Cosas carnales, entrañables, desgarradoras, clementes, lejanas, cercanas,
distintas: cosas reveladoras en su insignificancia, en su llaneza, en su
mundanidad. «¡Maravillosas asociadoras de ideas!...» ¡Actitud la de esas cosas
revueltas, desmelenadas y amontonadas, Simplicias y coritas! Todo tiene una
templanza única, nada es ya religioso con ese sanguinario y envidioso espíritu
de los dioses, ni nada es tampoco pretencioso con esa dura y ensañada
pretensión del arte lleno de tan pesado y tan aflictivo orgullo por el estigma
de divinidad que obliga á soportar y por los implacables deberes estéticos a
que somete.

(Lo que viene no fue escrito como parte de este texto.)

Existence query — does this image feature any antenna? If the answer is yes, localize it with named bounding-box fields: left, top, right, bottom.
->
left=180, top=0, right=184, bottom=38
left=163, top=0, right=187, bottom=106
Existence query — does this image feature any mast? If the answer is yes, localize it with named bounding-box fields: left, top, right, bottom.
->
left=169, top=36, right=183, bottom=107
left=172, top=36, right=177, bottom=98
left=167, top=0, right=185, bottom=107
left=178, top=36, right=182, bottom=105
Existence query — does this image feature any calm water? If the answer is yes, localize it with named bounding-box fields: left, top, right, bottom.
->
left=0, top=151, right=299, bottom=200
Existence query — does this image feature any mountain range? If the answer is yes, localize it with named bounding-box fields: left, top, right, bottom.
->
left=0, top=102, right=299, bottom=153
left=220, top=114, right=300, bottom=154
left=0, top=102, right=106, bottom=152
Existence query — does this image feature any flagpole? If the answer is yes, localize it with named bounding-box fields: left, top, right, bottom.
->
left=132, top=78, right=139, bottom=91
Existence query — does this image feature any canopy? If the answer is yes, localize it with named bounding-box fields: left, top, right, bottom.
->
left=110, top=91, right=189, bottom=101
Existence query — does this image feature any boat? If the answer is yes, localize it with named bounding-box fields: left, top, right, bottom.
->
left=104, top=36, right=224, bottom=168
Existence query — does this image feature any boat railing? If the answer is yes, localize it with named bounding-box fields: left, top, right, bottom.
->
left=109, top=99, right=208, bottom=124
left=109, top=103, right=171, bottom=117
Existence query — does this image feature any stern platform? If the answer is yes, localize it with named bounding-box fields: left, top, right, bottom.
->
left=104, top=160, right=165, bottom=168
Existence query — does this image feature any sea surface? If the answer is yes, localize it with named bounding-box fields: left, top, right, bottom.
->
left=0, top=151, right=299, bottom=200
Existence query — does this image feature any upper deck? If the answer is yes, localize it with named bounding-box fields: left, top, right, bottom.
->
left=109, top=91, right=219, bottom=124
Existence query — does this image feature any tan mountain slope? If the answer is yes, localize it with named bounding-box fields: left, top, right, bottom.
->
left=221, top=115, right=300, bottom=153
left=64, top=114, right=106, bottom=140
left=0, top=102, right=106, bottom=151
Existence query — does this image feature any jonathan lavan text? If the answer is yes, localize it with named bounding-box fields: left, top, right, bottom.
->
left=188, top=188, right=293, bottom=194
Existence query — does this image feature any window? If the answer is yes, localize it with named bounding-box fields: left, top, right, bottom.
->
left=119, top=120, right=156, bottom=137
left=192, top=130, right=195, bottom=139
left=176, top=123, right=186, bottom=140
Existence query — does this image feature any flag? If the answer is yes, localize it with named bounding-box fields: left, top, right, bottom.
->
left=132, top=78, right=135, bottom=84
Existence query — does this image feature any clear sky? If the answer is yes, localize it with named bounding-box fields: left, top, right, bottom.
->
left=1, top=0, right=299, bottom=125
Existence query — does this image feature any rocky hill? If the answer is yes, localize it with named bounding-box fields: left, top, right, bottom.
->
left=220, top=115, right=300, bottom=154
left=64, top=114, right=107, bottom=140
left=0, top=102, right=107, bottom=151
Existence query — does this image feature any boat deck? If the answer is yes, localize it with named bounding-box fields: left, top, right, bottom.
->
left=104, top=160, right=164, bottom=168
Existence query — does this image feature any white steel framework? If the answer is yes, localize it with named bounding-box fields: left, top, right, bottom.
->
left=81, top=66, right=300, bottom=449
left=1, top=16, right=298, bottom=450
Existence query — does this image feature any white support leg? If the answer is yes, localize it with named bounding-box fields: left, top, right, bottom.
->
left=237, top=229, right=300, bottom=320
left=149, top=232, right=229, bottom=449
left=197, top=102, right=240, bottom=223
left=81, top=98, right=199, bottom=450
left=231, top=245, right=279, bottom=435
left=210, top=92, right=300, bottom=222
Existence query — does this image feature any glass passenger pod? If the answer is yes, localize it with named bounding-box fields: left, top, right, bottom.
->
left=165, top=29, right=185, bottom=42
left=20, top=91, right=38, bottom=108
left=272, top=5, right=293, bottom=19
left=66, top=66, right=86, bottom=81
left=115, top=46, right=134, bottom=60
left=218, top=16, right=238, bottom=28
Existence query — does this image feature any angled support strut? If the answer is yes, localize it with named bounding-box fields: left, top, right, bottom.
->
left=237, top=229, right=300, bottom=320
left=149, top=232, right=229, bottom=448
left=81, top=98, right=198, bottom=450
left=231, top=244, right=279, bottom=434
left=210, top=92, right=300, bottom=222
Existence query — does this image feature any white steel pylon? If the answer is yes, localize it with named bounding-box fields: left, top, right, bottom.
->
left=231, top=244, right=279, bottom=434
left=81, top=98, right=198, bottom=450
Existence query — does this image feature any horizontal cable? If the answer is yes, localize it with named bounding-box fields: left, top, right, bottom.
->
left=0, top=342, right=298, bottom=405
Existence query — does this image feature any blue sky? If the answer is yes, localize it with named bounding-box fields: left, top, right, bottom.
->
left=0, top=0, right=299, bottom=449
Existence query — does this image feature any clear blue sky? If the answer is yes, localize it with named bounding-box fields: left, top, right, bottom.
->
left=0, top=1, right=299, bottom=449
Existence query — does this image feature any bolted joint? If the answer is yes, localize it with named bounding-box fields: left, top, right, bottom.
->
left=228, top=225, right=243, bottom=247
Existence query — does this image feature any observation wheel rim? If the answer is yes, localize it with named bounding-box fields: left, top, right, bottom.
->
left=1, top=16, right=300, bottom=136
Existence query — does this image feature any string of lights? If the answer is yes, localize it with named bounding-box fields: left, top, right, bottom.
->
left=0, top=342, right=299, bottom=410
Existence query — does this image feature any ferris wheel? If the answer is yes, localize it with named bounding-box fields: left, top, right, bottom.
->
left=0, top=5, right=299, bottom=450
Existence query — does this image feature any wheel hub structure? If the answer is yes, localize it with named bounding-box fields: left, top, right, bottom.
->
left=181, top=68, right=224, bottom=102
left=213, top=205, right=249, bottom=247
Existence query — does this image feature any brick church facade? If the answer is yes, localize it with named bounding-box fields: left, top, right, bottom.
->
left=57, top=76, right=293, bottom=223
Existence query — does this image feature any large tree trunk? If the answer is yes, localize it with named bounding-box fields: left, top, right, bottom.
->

Aquí todo eso perece, se depura y se desautoriza porque es escueta
y pura la contemplación como consecuencia de su raíz, de su total, de su
completa impureza.
Todo en el
Rastro es para el alma una purga ideal que la calma, la despeja, la ablanda, la
resuelve, la llena de juicio y para que no la fanatice ni ese juicio le
facilita un suave escape.
Las cosas del
Rastro no están, como vulgarmente se puede creer, en una situación precaria,
no; su momento es el momento de paz y caridad después del éxodo y de la mala
vida y todas ellas se ufanan y se orean como en el descanso del fin.